Referencing the second chapter of Ray Bradbury’s bestselling dystopian novel Farenheit 451, le Tamis et le sable (The Sieve And The Sand), is a three-exhibition cycle dealing with the transmission of messages. Running at Maison Populaire de Montreuil and Instants Chavirés, part two’s ‘L’Intervalle’ (Intervals) explores how knowledge, experience and fiction is transmitted through techniques more or less archaic, based on the logic of the dispatch and receipt of data. The in-between is travel in the intervals of stories about people and places; a temporal and geographical shift where the content has been potentially transformed, altered or lost. The title of the show is an entry point to the idea of taking of knowledge as our province: the sieve representing a brain immersed in ‘official histories’, the sand, ways of thinking and acting.

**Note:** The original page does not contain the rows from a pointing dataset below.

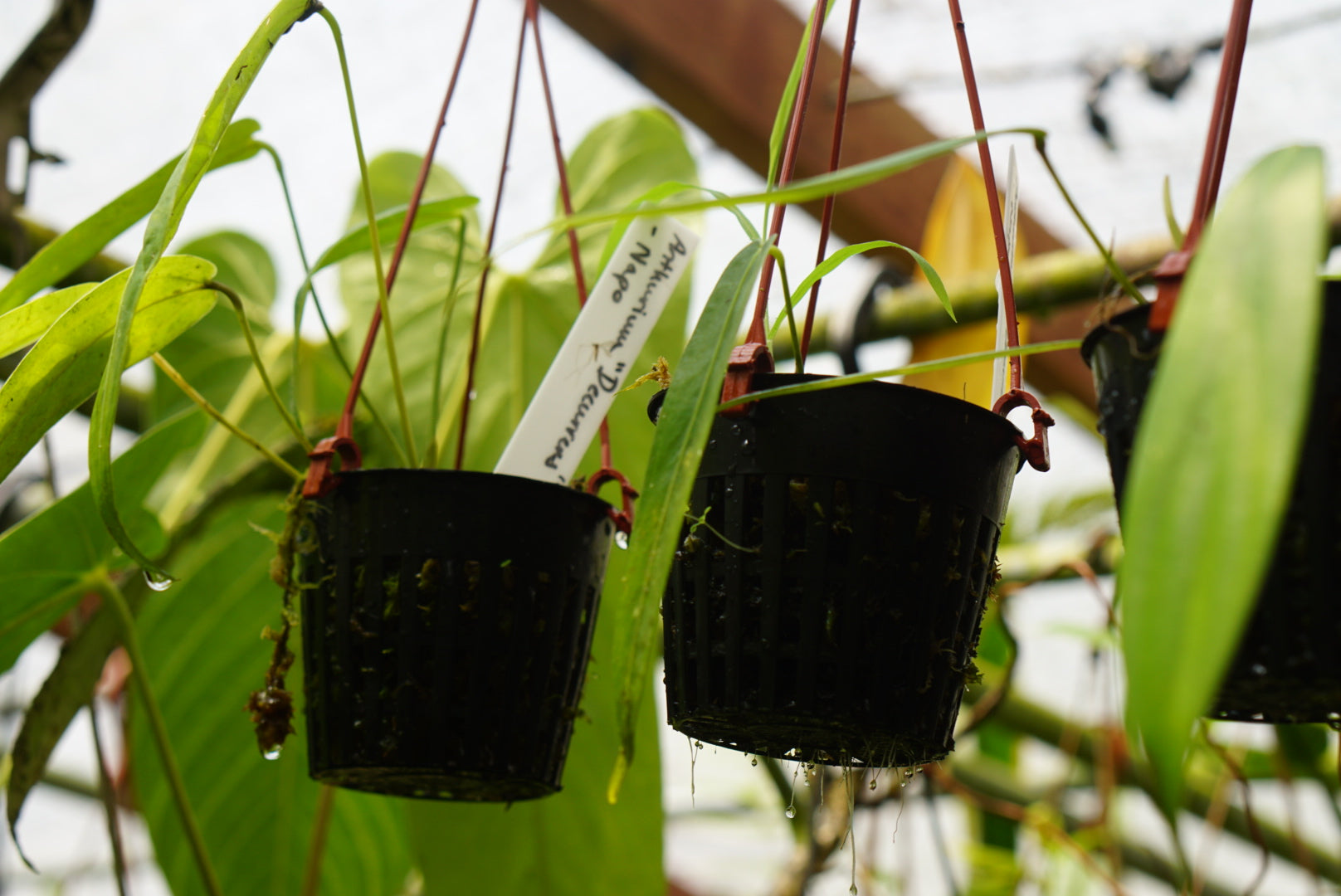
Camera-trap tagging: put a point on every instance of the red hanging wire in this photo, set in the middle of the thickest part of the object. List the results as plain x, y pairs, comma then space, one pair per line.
318, 478
992, 202
1168, 275
565, 192
836, 150
1034, 450
753, 356
624, 518
758, 329
489, 250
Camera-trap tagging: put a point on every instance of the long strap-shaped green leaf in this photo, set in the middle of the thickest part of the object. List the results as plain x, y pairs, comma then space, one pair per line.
91, 235
163, 226
802, 191
62, 369
681, 435
1217, 450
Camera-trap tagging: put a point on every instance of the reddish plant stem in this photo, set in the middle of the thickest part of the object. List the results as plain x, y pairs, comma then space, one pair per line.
992, 199
345, 428
489, 251
758, 329
1222, 114
836, 150
565, 191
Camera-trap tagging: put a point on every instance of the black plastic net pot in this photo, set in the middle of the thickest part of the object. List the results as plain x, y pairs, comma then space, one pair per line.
829, 606
1288, 667
446, 621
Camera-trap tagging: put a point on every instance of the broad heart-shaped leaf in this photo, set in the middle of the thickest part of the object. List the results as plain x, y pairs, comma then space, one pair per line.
48, 563
63, 368
417, 297
160, 230
570, 844
204, 655
243, 265
1214, 459
432, 215
617, 163
89, 236
573, 843
212, 356
681, 435
47, 560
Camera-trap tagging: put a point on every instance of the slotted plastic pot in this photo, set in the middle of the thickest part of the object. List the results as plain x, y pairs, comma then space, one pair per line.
829, 605
446, 621
1288, 667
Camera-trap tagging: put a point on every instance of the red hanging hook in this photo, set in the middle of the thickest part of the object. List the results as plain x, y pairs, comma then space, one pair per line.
319, 476
1168, 275
622, 519
1036, 448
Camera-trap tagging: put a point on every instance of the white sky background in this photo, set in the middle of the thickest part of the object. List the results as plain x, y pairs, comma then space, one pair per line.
130, 94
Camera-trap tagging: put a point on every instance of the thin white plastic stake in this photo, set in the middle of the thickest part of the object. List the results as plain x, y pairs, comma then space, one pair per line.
1012, 220
600, 350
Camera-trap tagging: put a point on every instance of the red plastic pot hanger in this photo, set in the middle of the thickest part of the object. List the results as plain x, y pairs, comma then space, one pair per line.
1034, 448
321, 478
1168, 275
753, 356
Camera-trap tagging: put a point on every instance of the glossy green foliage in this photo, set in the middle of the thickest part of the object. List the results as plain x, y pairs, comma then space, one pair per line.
91, 235
160, 230
529, 314
63, 368
212, 354
47, 565
204, 654
672, 465
1214, 458
570, 844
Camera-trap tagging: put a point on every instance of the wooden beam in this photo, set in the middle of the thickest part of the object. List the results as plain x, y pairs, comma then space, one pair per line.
723, 63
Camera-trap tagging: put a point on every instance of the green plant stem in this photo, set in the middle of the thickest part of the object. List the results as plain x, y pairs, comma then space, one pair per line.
139, 672
374, 243
307, 273
261, 368
317, 848
786, 796
204, 459
786, 300
999, 786
109, 802
1033, 721
1114, 267
925, 367
171, 372
321, 315
440, 361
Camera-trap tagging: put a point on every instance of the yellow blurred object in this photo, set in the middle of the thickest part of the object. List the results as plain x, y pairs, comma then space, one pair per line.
958, 241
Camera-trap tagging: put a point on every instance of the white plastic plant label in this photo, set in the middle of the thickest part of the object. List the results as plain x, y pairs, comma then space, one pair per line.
600, 350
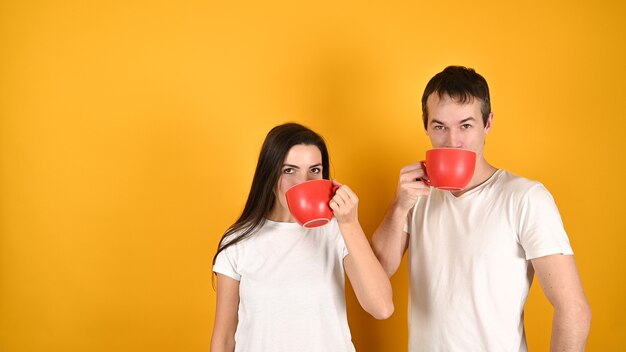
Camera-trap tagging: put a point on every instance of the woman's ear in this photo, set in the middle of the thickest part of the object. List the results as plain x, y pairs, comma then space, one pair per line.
489, 123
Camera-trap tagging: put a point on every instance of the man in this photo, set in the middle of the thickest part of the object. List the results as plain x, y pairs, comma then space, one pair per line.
472, 253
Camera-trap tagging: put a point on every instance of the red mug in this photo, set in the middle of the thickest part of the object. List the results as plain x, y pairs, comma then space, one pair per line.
449, 169
308, 202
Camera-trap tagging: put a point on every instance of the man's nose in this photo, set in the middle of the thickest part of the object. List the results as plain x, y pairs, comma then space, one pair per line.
453, 139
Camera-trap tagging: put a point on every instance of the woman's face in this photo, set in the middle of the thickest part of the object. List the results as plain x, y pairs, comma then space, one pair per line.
302, 163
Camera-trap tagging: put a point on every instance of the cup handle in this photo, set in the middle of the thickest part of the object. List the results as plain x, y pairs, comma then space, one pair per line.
425, 180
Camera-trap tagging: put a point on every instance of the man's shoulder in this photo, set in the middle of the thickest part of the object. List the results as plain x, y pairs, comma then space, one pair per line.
508, 181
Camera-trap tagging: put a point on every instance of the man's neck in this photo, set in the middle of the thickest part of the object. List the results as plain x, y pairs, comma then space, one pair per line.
482, 173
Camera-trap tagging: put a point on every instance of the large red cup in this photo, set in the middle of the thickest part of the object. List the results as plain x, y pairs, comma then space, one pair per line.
308, 202
449, 169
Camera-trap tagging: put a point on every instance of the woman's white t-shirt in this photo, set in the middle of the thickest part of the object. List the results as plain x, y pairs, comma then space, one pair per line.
291, 289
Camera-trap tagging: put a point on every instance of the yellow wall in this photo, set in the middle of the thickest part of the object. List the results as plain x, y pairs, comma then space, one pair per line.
129, 132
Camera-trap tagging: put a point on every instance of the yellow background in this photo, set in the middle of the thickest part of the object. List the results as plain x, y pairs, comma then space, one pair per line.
129, 132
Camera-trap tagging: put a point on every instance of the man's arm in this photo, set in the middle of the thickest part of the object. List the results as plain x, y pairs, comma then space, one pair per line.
561, 284
389, 241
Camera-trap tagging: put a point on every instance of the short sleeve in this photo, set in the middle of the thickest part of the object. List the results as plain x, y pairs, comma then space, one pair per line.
541, 230
342, 249
226, 263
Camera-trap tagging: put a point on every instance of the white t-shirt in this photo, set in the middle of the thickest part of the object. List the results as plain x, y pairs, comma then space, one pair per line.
469, 263
291, 289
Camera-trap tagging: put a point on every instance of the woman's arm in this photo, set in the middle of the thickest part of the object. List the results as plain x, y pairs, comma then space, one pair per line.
367, 277
226, 319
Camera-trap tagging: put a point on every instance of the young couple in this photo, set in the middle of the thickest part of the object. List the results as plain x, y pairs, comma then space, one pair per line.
472, 253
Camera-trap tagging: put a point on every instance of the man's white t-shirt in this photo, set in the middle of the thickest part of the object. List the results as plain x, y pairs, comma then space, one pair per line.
469, 263
291, 289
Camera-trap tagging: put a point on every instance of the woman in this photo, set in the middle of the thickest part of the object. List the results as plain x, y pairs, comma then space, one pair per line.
280, 287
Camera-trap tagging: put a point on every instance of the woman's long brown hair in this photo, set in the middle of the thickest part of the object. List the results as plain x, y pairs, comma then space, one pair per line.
261, 198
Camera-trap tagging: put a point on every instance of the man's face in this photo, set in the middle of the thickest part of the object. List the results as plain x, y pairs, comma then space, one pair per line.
454, 125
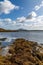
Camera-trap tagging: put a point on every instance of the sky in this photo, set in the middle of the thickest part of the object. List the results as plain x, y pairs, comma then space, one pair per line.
21, 14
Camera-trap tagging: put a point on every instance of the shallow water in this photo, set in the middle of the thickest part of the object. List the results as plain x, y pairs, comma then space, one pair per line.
36, 36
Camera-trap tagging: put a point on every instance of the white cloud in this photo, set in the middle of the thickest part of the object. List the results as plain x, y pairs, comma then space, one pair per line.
6, 6
20, 19
37, 7
31, 23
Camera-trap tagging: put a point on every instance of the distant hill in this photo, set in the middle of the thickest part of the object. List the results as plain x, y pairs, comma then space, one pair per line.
5, 30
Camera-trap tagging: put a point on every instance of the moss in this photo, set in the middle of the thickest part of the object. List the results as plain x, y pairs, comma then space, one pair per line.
23, 52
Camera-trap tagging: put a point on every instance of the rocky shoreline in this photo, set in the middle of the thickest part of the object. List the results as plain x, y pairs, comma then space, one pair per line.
22, 52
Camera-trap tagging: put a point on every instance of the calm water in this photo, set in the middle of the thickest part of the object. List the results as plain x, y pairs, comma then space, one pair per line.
36, 36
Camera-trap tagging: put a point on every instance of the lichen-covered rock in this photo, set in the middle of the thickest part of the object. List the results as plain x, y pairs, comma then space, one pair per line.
23, 52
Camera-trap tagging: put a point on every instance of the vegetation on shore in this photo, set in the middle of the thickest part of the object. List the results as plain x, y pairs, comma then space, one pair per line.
23, 52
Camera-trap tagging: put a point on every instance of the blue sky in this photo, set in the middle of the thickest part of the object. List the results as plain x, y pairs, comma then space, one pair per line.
25, 14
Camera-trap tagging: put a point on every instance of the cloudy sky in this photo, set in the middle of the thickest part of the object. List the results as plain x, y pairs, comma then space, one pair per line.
21, 14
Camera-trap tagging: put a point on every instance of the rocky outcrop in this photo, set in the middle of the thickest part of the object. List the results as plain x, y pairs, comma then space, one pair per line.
23, 52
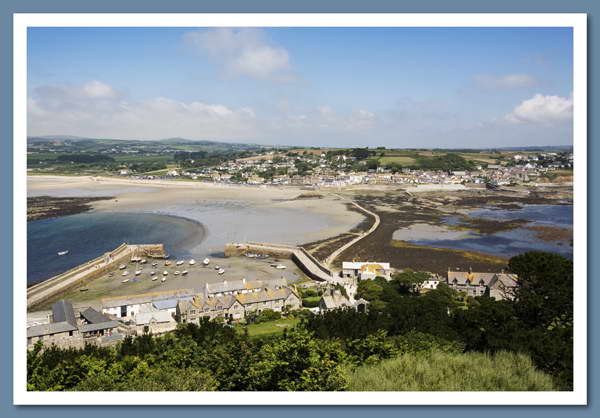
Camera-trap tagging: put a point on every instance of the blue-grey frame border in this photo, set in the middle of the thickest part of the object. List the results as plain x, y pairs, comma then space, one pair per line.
8, 7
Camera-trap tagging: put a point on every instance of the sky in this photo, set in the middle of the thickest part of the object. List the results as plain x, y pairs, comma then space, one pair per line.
393, 87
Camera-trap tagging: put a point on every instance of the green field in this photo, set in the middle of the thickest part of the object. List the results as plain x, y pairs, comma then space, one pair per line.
437, 371
270, 328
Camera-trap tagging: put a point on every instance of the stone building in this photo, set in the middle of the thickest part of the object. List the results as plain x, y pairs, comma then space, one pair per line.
366, 271
499, 286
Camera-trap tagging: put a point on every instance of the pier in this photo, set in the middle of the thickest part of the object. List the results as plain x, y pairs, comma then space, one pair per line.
302, 258
95, 268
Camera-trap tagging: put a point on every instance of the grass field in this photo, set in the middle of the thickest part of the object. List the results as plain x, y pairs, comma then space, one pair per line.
439, 371
270, 328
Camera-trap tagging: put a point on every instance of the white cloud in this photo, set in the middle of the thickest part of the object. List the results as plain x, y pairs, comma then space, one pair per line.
97, 90
542, 109
245, 51
505, 81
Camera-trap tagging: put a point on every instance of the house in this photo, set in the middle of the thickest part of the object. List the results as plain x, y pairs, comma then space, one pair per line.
129, 306
276, 300
499, 286
62, 327
94, 324
155, 322
336, 300
366, 271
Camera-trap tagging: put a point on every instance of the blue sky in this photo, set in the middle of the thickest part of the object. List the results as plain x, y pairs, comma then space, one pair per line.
401, 87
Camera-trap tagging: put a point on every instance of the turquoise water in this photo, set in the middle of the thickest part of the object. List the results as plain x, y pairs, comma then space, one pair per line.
89, 235
516, 241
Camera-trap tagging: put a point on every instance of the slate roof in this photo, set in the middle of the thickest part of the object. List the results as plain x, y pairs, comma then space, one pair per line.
99, 326
145, 318
114, 302
49, 329
62, 311
92, 316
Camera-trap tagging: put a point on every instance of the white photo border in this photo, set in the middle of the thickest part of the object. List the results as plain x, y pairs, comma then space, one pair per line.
21, 21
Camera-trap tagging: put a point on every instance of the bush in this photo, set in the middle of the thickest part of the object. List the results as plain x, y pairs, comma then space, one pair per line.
438, 371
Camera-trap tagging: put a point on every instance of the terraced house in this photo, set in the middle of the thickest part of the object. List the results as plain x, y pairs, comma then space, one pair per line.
236, 307
499, 286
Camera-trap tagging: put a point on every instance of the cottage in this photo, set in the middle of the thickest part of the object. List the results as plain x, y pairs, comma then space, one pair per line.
499, 286
129, 306
366, 271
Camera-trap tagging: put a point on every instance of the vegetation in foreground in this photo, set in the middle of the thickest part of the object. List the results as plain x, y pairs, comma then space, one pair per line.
439, 371
406, 336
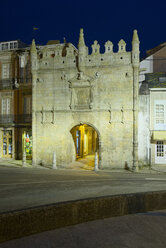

Among the queries being raised in the show is the representation of the immaterial and by extension its reception. The works by Julien Discrit are a case in point. Claiming that what is not visible is not invisible, he puts the world in pictures. With ‘Something rather than Nothing’, he reads at face value the locality called ‘Nothing’ in the USA, while in ‘Disque d’or – Voyager Iive’, he broadcasts music from the Voyager Golden Record, a phonograph launched into space aboard the Voyager 1 and containing pieces selected to portray the best of what humankind has produced until then. Kapwani Kiwanga also offers a tantalizing look into interplanetary communication through ‘The Sun Ra Repatriation Project’. She proposes a portrait of the Afrofuturist philosopher and musician Sun Ra, coded in sound waves and sent to Saturn with a radio telescope. Meanwhile, David Horvitz, inspired by 70s Californian conceptual artist Bas Jan Ader, questions the idea of the afterlife and the hoax with his ‘Rarely Seen Bas Jan Ader Film’. In their own way, Kajsa Dahlberg and Jeremiah Day summon the memory as well. The former gathered over 600 postcards sent from Jerusalem by Swedish tourists between 1910 and 1999, while the latter explores the oral tradition of storytellers in the Blasques Islands. From macro to micro, these artists call upon our imagination by presenting the outcomes of actions we haven’t seen.
The exhibition succeeds in keeping the viewer’s attention and awareness on subjects, like intangible cultural heritage in society or the sustainable character of a universal language. It doesn’t necessarily satisfy the aesthete’s eye, but it transports our imagination far away through postcards, carrier pigeons, audio recording and tales; spacecraft, Internet, suitcases and radio waves. More than mediators, artists operate as filters, taking a broader look at the real world whose representations are contingent, fragmented, relative, and offbeat.